In order to equip the American healthcare system with the maximum flexibility to respond to the COVID-19 pandemic, CMS has issued a sweeping array of new rules and waivers of federal requirements to permit hospitals and health systems to coordinate healthcare delivery in their area.
1. Increase Hospital Capacity
Typically, CMS conditions of participation, EMTALA and provider-based rules require hospitals to provide services within their own buildings. But under the blanket waivers, hospitals will be able to transfer patients to outside facilities, such as ambulatory surgery centers (ASCs), inpatient rehabilitation hospitals, hotels, and dormitories, while still receiving reimbursements for hospital care. For instance, a hospital may use a local hotel to care for patients needing less intensive care, while using inpatient beds for COVID-19 patients.
In turn, ambulatory surgery centers (ASCs) may contract with local healthcare systems to provide hospital services, or they may enroll and bill as hospitals during the emergency declaration as long as they are not inconsistent with their State’s Emergency Preparedness or Pandemic Plan. These adjustments provide a lifeline to ASCs, many of which have closed or discontinued operations due to guidelines regarding safe delay of elective surgery during the COVID-19 pandemic.
Notably, hospitals are expected to exercise sufficient control over the services provided beyond their walls. If the ASC physician owners refer patients to the hospital or health systems, any contract or arrangement must keep in mind Stark Law and Anti-Kickback Law compliance concerns, to the extent that they have not been waived.
2. Broaden Patient Testing and Treatment Options
As part of the waivers, ambulances may transport patients to a wider rage of locations, including community mental health centers, federally qualified health centers (FQHCs), physician’s offices, urgent care facilities, ASCs or locations furnishing dialysis services (when an ESRD facility is not available).
People with Medicare have broader access to (and coverage for) respiratory devices and equipment, such as non-invasive ventilators, multi-function ventilators, respiratory assist devices, and continuous positive airway pressure (CPAP) devices.

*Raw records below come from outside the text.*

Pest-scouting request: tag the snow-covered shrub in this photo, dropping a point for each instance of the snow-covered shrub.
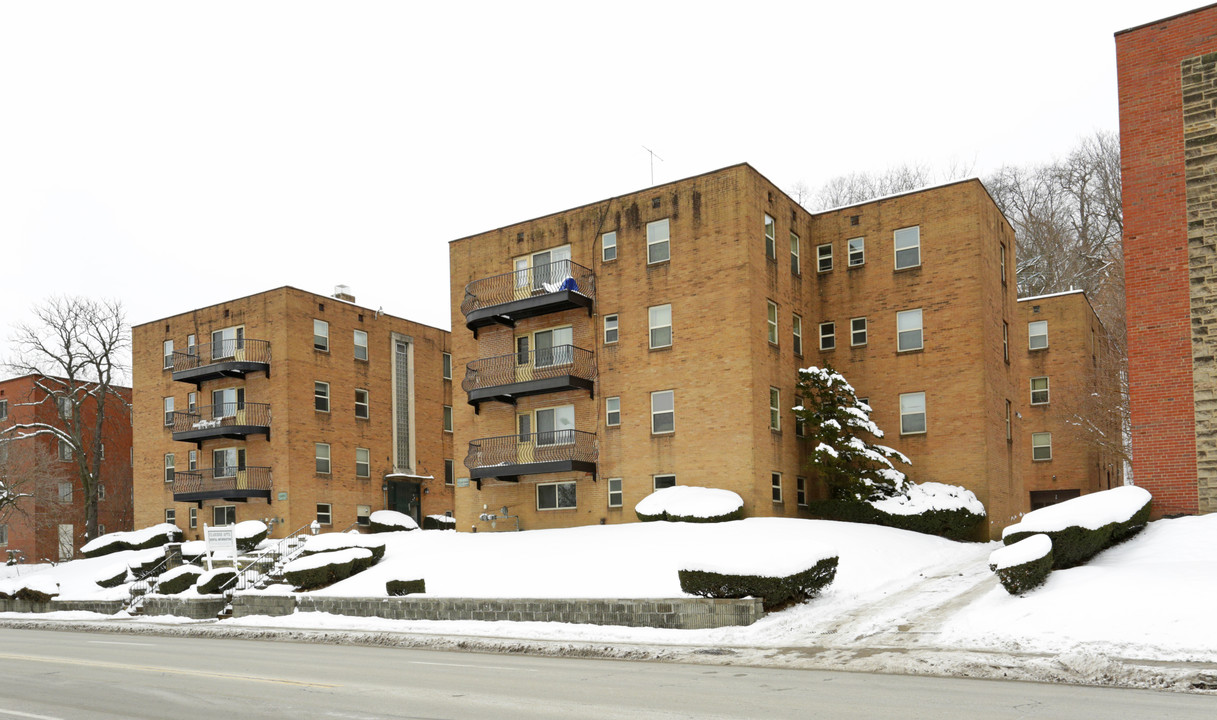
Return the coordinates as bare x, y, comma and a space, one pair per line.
178, 579
325, 568
1025, 564
398, 588
791, 584
1084, 526
685, 504
390, 521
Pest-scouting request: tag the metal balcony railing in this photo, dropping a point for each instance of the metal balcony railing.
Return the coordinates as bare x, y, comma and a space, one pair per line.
521, 285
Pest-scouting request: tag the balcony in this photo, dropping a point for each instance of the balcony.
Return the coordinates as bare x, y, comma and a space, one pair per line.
235, 358
503, 299
547, 370
222, 483
510, 456
226, 420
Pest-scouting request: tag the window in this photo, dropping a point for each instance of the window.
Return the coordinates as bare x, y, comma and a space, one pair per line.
1039, 391
824, 258
555, 496
615, 493
609, 246
857, 249
321, 451
612, 411
908, 330
662, 412
828, 336
661, 326
657, 238
321, 336
908, 247
1037, 335
773, 322
770, 238
610, 330
912, 414
858, 331
1041, 446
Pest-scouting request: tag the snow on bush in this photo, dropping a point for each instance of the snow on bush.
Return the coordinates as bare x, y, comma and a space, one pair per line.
390, 521
685, 504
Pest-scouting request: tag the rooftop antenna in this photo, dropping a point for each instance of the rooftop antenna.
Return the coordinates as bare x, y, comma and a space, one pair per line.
652, 162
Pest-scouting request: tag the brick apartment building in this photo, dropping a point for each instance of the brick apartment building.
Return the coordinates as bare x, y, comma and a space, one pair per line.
291, 406
51, 522
654, 338
1167, 72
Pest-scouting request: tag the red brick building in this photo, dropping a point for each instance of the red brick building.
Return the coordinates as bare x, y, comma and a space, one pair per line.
50, 523
1167, 73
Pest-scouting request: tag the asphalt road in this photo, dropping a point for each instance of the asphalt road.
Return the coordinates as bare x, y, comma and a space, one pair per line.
80, 675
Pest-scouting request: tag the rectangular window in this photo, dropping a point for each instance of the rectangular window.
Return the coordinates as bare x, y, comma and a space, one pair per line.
1037, 335
1041, 446
908, 247
770, 238
660, 320
908, 331
912, 414
615, 493
612, 411
857, 251
657, 242
609, 247
828, 336
662, 412
1039, 391
610, 330
555, 496
320, 336
824, 258
321, 453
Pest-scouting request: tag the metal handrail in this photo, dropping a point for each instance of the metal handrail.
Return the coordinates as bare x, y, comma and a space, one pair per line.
523, 449
550, 277
539, 364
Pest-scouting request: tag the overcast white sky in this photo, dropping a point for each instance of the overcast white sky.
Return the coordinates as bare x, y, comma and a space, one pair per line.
178, 155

For Medicare patients, CMS has agreed to pay laboratory technicians to travel to a beneficiary’s home to collect a specimen for COVID-19 testing, eliminating the need for travel to a healthcare facility for testing. Hospital and other entities are able to perform tests for COVID-19 at home and in other community-based settings, off site.
3. Expand and Protect the Healthcare Workforce
CMS has eased provider enrollment requirements and is allowing local private practice clinicians to obtain temporary privileges at the hospital, without undergoing a full medical staff/governing body review. CMS is permitting physicians whose privileges will expire to continue practicing at a hospital. Medical residents will also have more flexibility to provide services under the direction of the teaching physician.
Doctors may now directly care for patients at rural hospitals, across state lines or via phone, radio or online communication without being physically present. Waivers of federal minimum personal qualifications has allowed clinical nurse specialists, nurse practitioners and physician assistants to work at rural hospitals, as long as they meet state licensure requirements.
In addition, CMS has lifted regulatory requirements regarding hospital personnel qualified to perform specific respiratory care procedures, allowing professionals to operate within the fullest extent of their licensure.
To address provider burnout in doctors, nurses and hospital staff on the frontlines, CMS is issuing a blanket waiver to allow hospitals to provide benefits and support, including multiple daily meals, laundry service for clothing and childcare services.
Within the hospital, CMS is permitting wider use of verbal orders (rather than written orders) and is eliminating paperwork requirements, so that providers may focus more on patient care. Hospitals will also have more time to provide patients a copy of their medical record.
4. Delay Medicare Program Audits and Oversight
Finally, CMS will suspend requesting additional information from providers, healthcare facilities and Medicare Advantage and Part D prescription drug plans. CMS is reprioritizing scheduled program audits in Medicare Advantage, Part D plans and Programs of All-Inclusive Care for the Elderly (PACE).